I agree with this to a point and eventually the prices will settle down, probable 20 or 30 cents lower than now and as usual the public will think prices have dropped and be dumbly happy. On the other had, until someone can come up with a vehicle with enough torque to pull my pontoon boat up a steep slippery ramp or pull a trailer across a field with hay or firewood, then I have no choice but have a large truck. Not everyone is driving big trucks or suv's because they think they are cool or because they love them. Can you imagine four hunters driving across the state to g/o's camp, carrying all their hunting gear, clothes and guns in a Honda civic.


----------



## rap (Mar 26, 2002)

i think ethanol and biodeisel are very encouraging sources of energy. helps our farmers and our dependence on foreign oil. there are numerous biodeisel and ethanol plants going up across the nation, many in nd. i work at the ndsu research center in minot and we have a tractor that has been running on 100% canola the whole season... e-85 is another great product and very cheap, at the moment... we need to keep pursuing these non-petroleum products as well as others such as hydrogen and electric cars..


----------



## muskat (Mar 5, 2002)

I agree with you Gohon, in both your statements. 
We will see a 10-15% decrease in gas prices by this fall, but the trend will continue upward in the future.
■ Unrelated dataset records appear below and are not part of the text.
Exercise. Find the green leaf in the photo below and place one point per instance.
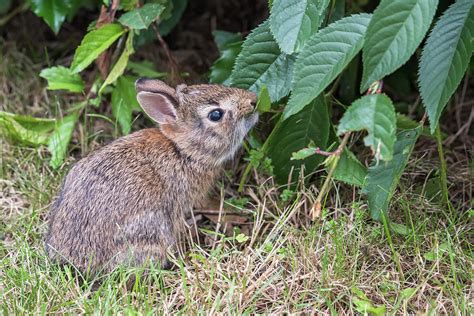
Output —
(262, 63)
(382, 178)
(26, 130)
(264, 103)
(303, 153)
(53, 12)
(145, 69)
(324, 57)
(230, 45)
(310, 125)
(294, 21)
(59, 140)
(445, 58)
(124, 102)
(93, 44)
(395, 31)
(167, 25)
(376, 114)
(141, 18)
(121, 63)
(350, 170)
(62, 78)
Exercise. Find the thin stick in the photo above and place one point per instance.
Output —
(316, 209)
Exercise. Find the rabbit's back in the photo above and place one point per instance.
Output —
(117, 200)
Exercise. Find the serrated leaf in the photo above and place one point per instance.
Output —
(310, 125)
(445, 58)
(25, 129)
(293, 21)
(376, 114)
(59, 140)
(394, 32)
(62, 78)
(53, 12)
(324, 57)
(124, 102)
(382, 178)
(121, 63)
(93, 44)
(262, 63)
(350, 170)
(264, 103)
(141, 18)
(230, 45)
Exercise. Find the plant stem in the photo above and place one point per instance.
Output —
(316, 209)
(443, 179)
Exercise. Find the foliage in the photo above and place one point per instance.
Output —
(304, 63)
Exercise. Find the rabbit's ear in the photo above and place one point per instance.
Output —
(157, 99)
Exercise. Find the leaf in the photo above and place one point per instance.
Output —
(263, 103)
(395, 31)
(93, 44)
(61, 78)
(382, 178)
(230, 45)
(293, 21)
(167, 25)
(324, 57)
(310, 125)
(53, 12)
(141, 18)
(145, 69)
(262, 63)
(303, 153)
(121, 63)
(59, 140)
(350, 170)
(25, 129)
(124, 102)
(445, 58)
(376, 114)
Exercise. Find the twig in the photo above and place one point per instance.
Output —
(316, 209)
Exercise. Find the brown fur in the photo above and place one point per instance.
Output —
(126, 202)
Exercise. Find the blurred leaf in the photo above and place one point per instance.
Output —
(349, 169)
(310, 125)
(145, 69)
(324, 57)
(383, 178)
(264, 103)
(141, 18)
(303, 153)
(293, 21)
(445, 58)
(374, 113)
(53, 12)
(392, 38)
(25, 129)
(59, 140)
(124, 102)
(121, 63)
(93, 44)
(62, 78)
(230, 45)
(167, 25)
(262, 63)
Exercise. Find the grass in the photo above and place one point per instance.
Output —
(266, 258)
(342, 263)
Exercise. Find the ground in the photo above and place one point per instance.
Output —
(265, 256)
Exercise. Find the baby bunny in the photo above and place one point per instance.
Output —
(126, 203)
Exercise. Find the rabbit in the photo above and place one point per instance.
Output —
(126, 203)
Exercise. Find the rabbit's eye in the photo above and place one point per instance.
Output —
(215, 115)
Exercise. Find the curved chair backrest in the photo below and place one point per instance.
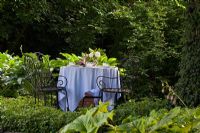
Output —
(107, 82)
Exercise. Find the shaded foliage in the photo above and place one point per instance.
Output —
(189, 82)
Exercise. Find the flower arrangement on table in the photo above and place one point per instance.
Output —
(95, 57)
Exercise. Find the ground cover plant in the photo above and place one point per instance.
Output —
(177, 120)
(23, 115)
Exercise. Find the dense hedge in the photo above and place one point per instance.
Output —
(22, 115)
(189, 82)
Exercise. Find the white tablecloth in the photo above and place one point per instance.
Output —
(83, 79)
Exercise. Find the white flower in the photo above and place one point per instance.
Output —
(91, 55)
(105, 64)
(71, 63)
(19, 80)
(97, 54)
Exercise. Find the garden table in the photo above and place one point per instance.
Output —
(82, 80)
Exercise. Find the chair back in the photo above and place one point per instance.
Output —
(104, 82)
(37, 71)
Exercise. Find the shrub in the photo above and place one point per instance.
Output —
(138, 108)
(23, 115)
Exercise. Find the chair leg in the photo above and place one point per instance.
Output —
(57, 103)
(83, 102)
(66, 109)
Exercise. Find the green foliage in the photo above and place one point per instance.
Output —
(138, 108)
(176, 120)
(91, 121)
(12, 73)
(188, 86)
(23, 115)
(153, 45)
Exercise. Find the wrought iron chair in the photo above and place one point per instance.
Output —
(107, 85)
(41, 81)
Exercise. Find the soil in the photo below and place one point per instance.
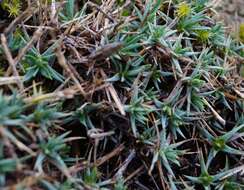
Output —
(232, 13)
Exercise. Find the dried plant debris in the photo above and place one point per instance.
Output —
(119, 94)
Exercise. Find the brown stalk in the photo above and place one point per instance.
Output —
(11, 61)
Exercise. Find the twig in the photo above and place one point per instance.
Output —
(62, 62)
(11, 61)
I also own a Pick-up, and utilize it for similar functions that you do. It is my realization now that if I want to play, I will have to pay. However, over the past 10 years, the SUV craze has really risen, with "soccer moms" turning to larger SUV's instead of the old trust minivan in many cases.


----------



## mudstud (Nov 30, 2004)

north14,

It's probably been 1972 since there's been a gas "war" in Minot!!


----------



## g/o (Jul 13, 2004)

Gohon, I sorry you feel I did not understand your problem. But is it the EPA's problem that the cummins didn't pass? They took the easy way out detuned it. Remember in the 70's when they detuned the cars to pass epa standards? They dropped the compression ratio and so went the milage. Is it the mfg.'s fault or EPA's? Now I like you can not get get by with a rice burner. I need a pickup so I know what your saying there. By the way sevaeral Honda Accords been here but no civics yet.


----------



## Gohon (Feb 14, 2005)

My wife has a Honda Accord. Last three cars she has bought new were Accords so as you see she likes Honda's. Its a good car, gets decent mileage and has been virtually maintenance free. But, I hate driving that thing. I feel like I'm sitting on a porta-potti with a blanket over my head every time I get in it. :lol:


----------



## mr.trooper (Aug 3, 2004)

live2hunt said:


> Mr. Trooper:
> 
> what is up with your signature?? It doesn't make sense?


Its an OLDE internet gag. It was a little video clip from an old video game. these guys were on the bridge of some space ship, and the video screen pops up and the bad guys says: "Good evening gentlemen. You are on the way to destruction. All your base are belong to us. HA-HA-HA!". What follows is a slideshow of a bunch of rediculous stuff, all somehow containing the words "ALL your base".


----------



## njsimonson (Sep 24, 2002)

Mr.Trooper -

How DARE you misquote this piece of internet legend!! :wink:

For interested parties, view this LINK at newgrounds.com to see the 2001 phenomenon that swept the country, or at least the internet dorks of the country.

*SOMEONE SET UP US THE BOMB!!!!

You have no chance to survive...make your time.*


----------